Independence Day presents a good opportunity to consider that many Americans act as if their young country is independent from the rest of the world. The former popularity of the mindless slogan, “My country right or wrong,” offers a perfect summary of America’s suicidal self-absorption. When the fireworks no longer illuminate the sky, the barbecue is down to bones, and the hangovers begin to commence, a genuine act of patriotism would insist on the widespread realization that small-minded chauvinism is not virtuous. One need to look no further than the early stages of the presidential campaign to survey the damage of a country’s inability to look beyond its own borders.
The provincialism of American culture renders its politics both farcical and dangerous. While it is encouraging to see previously “extreme” and “radical” ideas, such as socialized medicine, paid family leave and debt-free higher education, become mainstream in the Democratic Party, it is also amusing to imagine a French or Canadian observer watching American politicians debate a national health care program as if it were a novel concept.
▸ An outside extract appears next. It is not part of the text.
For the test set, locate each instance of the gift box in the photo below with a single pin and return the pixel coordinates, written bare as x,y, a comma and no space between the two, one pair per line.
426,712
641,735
Much credit goes to Sen. Bernie Sanders, who is fond of reminding his interlocutors and audiences, in a wonderful tone of exhaustion, that the United States is the “only country in the developed world” that does not achieve universal health care coverage through public funding. Sanders, and his fellow candidates for the Democratic nomination, have strenuous labor to complete considering that most Americans know and care little about the world beyond its borders.
In 2003, when Americans still had the minimal interest in international affairs necessary to understand who we were bombing, a U.S. strategic task force of Education Abroad concluded that America’s ignorance of the outside world was so great as to constitute a threat to national security.
The specific details only sharpen the image of American obliviousness. A recent National Geographic survey indicates that merely 37 percent of recent college graduates can identify Iraq on a map, most failed to identify North Korea, only one in four could identify Iran or Israel, and among Americans ages 18 to 24, 6 percent could not even point to the United States. If you are among the 6 percent, and you are reading this, that’s where you live.
Derek Alderman, president of the American Association of Geographers, argues for the urgency of a “radical geographic literacy” in the United States, expressing grave concern that President Trump’s denigration of African nations as “shithole countries” will resonate with too many citizens for comfort. He reports that the answers on advanced placement geography exams from high school students are often littered with racist stereotypes regarding Africa and Asia.
The American perspective on history is as sophisticated as one would expect in a country where Donald Trump can even run for president without eliciting of universal laughter and disgust. Three-fourths of the public is unaware why the U.S. fought a cold war with the Soviet Union, and 41 percent are unfamiliar with the term “Auschwitz.”
America’s perverted priorities of giving tax breaks to the wealthy while its public schools decline into states of disrepair, along with a shallow and superficial news media operating under the demands of corporate ownership, are largely to blame for America’s failures, but the general public is not exactly resistant.
Historian Richard Hofstadter analyzed “anti-intellectualism” in American life in his seminal 1963 Pulitzer-winning book. Decades of of compounding fatuity have created a culture where leisure reading, according to several reports, is at an all time low.
It seems unlikely that those Americans who do crack open a book are studying comparative politics or international relations. For the full picture of how pitiful American culture has become, consider that for many recent years the bestselling “historian” in the country was Bill O’Reilly.
To bemoan the spectacular incuriosity of Americans is not an exercise in snobbery, but a red alarm warning of an impending crisis. The consequences of American ignorance are not academic. A Washington Post survey, two years after American forces invaded Iraq, revealed that 70 percent of respondents believed that Saddam Hussein was personally responsible for the 9/11 attacks.
American provincialism also functions as insulation of the brain, preventing the average citizen from seeing and hearing the warning signs that history offers into the transformation of democracy into despotic rule. Fascism is not an overnight development, and when your country is earnestly debating whether its treatment of immigrant and refugee children qualifies for the term “concentration camp,” you have already taken a few large steps down that deadly road.
The qualities of Donald Trump, and the zealotry of his worshipful supporters, resemble the images of nearly every authoritarian movement in European, Asian and Latin American history. If America’s political culture possessed some semblance of literacy, its voters would collaborate to consign Trump to the political garbage disposal. When it came to providing basic services for its own people, it would not allow intellectual titans like Chuck Todd to ask Democrats, “How are you going to pay for it?” — as if countries with far less wealth have not already managed to do so.
A friend of mine whose father recently died told me that her brother, who lives in London, took one month off with full pay to travel to Texas, make some final memories with his dad, and attend the funeral service. Britain, contrary to popular belief, is not a mythical, far-off universe from a fantasy novel.
If one wants to drift off entirely into dreamland, envision an America where its federal government invites consultants from countries with better performing health care systems, affordable universities and more effective poverty relief policies to assist in the expansion of the social welfare state.
Instead of seeking outside advice, we will continue to display the symptoms of national solipsism, bumbling along as if there is no reality outside what we can see right in front of us.
The United States of America is one year older today. Only time will tell if it is also wiser.